Huffman compression in C++ (Summer project)
Well, I decided to post progress that I make on my project ...
One or a few things to note is that all code is in C++ and that it is on paper, so I have no clue whether it will work at all, although I think it should.
In this thread, I will not post any code at all. ("It's MINE!!! ALL MINE!!!" - Daffy Duck :p) I will however, post which parts of the projects I have completed and what they do ^^.
Ok, 1st off:
Wrote the "BitArray" to hold an array of bits (uses an array of chars, and stores 8 bits in each char). There will be a large array in the end holding the entire coded string which will be very easy to print to file and then read if needed (for decompression).
There will be an array of smaller ones for each char, so that when the tree is created, you only have to find a char to encode once in the tree. There will be an array of the smaller bit arrays.
2nd:
Wrote the node class for the huffman tree, hold pointers to left and right, current weight, byte value (character).
3rd:
outlined process for compression and decompression via flow charts.
4th:
wrote a sorting function utilizing linear sort, I know it is very inefficient. I might change it later to tree or heap sort. Most likely heap, since it would be faster.
To DO:
- remove_dead function to remove all 0 weights from the array of nodes.
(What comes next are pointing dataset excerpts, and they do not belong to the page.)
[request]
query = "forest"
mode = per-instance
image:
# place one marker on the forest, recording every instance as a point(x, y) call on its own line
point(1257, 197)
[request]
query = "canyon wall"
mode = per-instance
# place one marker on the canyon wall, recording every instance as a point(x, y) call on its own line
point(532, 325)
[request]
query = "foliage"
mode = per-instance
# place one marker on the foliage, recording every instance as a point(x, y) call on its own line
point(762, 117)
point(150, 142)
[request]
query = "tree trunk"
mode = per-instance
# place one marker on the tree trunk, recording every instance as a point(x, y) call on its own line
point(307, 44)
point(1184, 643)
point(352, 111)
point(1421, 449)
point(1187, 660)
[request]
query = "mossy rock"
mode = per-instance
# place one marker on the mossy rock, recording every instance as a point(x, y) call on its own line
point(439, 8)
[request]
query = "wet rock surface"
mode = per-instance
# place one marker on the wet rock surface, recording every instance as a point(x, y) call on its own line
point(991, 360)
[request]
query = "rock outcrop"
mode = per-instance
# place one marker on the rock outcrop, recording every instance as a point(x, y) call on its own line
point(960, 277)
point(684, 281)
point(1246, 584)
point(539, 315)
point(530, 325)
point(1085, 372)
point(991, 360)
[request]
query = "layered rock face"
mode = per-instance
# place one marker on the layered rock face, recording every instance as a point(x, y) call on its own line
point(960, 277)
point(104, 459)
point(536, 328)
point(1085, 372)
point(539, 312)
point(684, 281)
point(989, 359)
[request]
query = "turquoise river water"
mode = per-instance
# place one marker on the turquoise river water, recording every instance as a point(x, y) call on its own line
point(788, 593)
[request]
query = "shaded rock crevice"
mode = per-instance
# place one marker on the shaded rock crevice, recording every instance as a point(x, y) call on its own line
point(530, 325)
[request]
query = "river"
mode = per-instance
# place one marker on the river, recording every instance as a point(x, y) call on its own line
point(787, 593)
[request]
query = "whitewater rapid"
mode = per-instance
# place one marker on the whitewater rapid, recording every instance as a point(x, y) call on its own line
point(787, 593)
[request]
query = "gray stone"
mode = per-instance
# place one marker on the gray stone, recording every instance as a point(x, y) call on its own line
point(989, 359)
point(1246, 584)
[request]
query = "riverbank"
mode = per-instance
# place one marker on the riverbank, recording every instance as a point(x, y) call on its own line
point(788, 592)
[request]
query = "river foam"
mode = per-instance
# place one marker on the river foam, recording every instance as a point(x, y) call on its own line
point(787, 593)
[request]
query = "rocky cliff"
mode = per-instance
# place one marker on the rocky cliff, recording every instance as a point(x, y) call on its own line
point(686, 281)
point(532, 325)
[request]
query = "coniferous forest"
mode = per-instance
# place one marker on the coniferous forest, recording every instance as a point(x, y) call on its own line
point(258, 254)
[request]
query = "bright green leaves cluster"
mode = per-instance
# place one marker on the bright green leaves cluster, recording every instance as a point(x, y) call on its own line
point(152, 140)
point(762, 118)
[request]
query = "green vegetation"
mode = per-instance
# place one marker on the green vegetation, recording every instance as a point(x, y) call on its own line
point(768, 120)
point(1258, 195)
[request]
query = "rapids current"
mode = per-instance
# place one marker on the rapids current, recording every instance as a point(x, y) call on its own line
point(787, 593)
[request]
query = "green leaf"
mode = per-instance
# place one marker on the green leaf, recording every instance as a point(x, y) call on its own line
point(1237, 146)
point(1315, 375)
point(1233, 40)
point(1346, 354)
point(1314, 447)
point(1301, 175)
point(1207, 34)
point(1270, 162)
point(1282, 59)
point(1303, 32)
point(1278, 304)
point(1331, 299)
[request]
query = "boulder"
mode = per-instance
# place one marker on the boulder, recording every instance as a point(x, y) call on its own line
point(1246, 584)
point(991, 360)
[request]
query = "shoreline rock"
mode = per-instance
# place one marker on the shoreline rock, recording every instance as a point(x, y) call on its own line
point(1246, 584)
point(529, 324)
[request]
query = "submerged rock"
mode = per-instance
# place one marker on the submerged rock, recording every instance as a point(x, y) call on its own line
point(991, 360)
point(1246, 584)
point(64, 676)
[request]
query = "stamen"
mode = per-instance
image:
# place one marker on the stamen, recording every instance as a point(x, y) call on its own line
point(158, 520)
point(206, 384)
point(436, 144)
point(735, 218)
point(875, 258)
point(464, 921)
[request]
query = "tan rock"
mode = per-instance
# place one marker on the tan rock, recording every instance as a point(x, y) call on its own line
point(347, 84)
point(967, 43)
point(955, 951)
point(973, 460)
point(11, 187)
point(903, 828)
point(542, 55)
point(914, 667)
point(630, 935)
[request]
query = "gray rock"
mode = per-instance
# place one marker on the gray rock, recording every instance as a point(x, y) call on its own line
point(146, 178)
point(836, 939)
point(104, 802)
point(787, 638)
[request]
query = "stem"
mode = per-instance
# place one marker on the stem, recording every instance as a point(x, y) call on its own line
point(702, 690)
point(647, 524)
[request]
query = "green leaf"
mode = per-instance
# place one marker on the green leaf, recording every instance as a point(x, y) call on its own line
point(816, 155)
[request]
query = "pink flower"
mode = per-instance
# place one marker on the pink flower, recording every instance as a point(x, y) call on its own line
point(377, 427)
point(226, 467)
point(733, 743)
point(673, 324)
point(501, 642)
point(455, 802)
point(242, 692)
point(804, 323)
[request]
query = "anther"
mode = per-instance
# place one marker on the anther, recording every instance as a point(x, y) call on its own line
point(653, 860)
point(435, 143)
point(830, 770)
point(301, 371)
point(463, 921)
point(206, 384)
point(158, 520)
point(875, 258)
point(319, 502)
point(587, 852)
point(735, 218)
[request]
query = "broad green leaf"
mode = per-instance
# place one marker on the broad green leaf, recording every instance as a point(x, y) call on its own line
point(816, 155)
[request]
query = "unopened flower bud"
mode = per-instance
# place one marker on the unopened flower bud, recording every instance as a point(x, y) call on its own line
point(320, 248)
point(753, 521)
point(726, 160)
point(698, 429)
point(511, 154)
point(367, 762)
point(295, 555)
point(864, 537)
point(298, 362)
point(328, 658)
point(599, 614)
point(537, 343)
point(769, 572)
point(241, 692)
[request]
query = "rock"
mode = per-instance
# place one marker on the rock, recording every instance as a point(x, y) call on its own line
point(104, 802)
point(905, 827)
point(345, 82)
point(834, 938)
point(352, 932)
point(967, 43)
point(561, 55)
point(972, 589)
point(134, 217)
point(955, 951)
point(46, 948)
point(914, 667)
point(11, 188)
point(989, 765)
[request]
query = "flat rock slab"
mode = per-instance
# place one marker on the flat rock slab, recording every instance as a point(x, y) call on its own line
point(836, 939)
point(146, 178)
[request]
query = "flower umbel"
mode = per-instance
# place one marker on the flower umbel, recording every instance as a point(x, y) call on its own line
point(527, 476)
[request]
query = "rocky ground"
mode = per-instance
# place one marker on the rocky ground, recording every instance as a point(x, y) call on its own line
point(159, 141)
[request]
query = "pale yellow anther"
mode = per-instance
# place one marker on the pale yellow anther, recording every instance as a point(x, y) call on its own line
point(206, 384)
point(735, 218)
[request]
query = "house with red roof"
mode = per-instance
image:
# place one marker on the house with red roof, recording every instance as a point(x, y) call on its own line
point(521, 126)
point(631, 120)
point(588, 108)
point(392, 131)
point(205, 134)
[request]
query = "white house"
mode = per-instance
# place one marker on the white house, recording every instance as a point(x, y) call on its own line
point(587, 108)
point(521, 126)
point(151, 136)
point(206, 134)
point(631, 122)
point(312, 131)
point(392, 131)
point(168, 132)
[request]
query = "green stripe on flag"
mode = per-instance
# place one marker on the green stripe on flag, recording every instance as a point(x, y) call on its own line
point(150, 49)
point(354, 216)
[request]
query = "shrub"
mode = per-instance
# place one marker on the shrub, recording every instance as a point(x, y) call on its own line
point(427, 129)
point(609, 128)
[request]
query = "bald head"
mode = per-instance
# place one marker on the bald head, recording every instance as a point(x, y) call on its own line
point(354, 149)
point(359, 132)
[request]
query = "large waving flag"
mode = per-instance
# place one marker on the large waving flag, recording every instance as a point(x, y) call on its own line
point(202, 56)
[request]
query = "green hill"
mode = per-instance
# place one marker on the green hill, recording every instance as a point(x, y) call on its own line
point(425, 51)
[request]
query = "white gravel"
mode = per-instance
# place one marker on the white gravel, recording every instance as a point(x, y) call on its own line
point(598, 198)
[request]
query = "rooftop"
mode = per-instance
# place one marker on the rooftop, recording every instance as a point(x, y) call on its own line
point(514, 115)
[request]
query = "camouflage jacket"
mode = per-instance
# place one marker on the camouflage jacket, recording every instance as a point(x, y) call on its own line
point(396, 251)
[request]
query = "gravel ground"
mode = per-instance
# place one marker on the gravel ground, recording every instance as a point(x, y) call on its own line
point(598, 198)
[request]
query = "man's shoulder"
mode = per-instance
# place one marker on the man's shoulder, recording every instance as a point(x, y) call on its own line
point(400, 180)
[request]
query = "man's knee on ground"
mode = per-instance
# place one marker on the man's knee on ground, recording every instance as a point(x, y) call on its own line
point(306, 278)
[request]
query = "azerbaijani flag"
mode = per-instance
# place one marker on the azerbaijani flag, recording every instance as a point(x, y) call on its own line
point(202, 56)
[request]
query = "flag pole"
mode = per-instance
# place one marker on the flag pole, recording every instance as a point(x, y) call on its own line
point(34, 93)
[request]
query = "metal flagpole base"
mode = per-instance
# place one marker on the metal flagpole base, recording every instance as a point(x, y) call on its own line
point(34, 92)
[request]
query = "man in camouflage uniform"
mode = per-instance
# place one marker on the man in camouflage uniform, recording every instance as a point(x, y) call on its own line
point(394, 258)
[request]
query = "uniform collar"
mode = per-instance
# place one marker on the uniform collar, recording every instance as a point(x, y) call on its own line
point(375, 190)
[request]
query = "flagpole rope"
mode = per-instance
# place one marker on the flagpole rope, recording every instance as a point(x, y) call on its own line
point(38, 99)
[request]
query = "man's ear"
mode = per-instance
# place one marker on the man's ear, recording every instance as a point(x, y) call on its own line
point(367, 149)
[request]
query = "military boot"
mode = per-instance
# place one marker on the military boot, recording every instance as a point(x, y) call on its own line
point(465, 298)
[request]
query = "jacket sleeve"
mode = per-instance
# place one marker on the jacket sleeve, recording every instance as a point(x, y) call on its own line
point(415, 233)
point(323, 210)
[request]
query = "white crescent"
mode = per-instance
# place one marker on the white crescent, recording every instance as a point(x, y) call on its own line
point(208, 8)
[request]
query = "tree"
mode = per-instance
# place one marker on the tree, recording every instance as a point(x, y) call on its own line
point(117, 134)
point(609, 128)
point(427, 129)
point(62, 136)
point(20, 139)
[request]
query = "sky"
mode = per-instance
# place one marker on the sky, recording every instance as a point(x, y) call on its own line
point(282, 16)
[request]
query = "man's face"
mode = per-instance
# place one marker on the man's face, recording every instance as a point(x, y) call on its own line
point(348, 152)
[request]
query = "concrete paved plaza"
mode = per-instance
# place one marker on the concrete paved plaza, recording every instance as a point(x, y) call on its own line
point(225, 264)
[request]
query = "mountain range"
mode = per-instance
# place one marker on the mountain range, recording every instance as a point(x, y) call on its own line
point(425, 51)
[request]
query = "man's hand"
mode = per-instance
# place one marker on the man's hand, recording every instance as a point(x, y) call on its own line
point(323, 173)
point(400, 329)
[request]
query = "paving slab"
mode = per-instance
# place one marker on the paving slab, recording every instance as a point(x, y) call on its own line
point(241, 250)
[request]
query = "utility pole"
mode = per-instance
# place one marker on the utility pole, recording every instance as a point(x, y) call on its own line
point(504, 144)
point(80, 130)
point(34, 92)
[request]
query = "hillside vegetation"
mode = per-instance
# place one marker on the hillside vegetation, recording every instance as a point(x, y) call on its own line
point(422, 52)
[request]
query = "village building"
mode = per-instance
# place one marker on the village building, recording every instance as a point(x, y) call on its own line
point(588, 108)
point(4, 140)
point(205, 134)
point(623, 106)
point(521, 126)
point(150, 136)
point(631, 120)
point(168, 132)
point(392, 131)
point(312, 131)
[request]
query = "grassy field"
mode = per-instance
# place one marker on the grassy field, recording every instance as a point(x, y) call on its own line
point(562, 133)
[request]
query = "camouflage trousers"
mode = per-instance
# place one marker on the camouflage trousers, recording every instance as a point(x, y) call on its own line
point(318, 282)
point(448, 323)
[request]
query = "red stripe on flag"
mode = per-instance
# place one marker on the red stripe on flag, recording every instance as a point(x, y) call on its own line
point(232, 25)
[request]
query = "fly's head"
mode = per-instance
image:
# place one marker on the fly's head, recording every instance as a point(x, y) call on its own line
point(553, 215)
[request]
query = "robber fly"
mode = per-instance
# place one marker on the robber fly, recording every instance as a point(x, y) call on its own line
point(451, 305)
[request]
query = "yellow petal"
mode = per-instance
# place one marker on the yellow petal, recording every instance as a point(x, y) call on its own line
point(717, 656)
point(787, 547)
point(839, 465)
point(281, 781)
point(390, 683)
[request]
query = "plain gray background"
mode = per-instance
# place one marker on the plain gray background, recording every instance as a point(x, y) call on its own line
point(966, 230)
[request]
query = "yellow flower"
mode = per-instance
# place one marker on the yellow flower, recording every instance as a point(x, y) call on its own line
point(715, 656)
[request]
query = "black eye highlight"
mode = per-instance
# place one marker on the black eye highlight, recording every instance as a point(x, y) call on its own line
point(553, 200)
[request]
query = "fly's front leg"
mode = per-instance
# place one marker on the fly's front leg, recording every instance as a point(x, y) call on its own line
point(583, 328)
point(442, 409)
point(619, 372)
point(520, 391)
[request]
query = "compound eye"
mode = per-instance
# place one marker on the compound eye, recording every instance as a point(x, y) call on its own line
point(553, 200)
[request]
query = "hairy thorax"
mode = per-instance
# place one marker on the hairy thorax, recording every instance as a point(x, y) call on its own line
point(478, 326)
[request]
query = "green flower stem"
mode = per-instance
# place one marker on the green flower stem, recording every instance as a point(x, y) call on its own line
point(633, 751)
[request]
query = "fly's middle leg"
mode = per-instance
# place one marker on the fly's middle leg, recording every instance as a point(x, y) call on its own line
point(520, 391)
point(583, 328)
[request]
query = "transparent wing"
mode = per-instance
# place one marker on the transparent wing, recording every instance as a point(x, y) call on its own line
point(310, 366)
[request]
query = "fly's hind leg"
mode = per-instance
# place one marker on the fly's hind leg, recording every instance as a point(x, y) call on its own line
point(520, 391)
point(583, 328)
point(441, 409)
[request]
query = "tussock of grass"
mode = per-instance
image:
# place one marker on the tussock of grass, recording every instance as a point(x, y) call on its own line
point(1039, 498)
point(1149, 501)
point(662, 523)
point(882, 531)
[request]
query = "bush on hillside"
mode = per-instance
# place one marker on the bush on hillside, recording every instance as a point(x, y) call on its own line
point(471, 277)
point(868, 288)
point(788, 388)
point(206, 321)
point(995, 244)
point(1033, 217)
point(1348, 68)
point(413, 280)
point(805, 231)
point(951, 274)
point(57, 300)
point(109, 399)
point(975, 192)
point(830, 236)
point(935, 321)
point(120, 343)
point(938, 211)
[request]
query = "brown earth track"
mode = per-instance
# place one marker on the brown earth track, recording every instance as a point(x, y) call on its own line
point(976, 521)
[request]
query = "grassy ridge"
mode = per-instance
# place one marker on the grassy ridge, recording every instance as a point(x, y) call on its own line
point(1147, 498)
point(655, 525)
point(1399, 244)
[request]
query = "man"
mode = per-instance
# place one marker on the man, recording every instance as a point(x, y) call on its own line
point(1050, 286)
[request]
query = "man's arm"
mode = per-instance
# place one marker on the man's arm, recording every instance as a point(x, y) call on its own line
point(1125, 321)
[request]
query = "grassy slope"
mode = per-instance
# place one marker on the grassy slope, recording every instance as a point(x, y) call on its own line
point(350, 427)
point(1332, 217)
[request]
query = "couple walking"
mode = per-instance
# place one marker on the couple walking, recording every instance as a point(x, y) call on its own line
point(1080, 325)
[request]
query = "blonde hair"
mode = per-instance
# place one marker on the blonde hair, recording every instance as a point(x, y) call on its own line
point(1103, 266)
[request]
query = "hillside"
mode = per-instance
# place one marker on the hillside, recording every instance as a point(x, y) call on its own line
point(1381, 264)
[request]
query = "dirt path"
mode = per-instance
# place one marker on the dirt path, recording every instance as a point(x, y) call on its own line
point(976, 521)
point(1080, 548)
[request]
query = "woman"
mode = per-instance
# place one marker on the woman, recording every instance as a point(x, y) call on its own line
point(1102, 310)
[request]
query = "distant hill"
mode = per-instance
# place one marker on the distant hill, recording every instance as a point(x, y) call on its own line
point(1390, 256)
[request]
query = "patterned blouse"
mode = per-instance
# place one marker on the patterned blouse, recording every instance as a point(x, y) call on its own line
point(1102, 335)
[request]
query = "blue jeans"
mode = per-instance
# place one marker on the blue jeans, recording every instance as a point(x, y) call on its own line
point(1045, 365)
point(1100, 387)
- combine function to combine the first 2 elements in the array of nodes under a new parent node.
- Use a better sorting algorithm*
- give BitArray class a new method which accepts another BitArray and adds the value of the argument (the bit string) to itself.
- give BitArray stack/queue behavior (push, pop, remove_front) to add in the previous and for searching (since the tree traversal will be recursive, push and pop is needed).
- IMPORTANT!!! Re-read the K&R book on how to add CLI options/arguments :)
That's it for now :).
When I finish this project, if it doesn't give good compression (comparable to ZIP/RAR/ACE), I might release the source code, if it does good, then I won't for obvious reasons :). (I dunno what they are :p)
EDIT: questions/comments/complaints/suggestions welcome :).
EDIT2: the way I am going to have my util is it will only be able to handle a single file ... which is fine ... but for folders and stuff, I will write "wrapper" scripts (probably in perl, maybe another C/C++ program) ... the idea is that the compression program does just that and nothing else.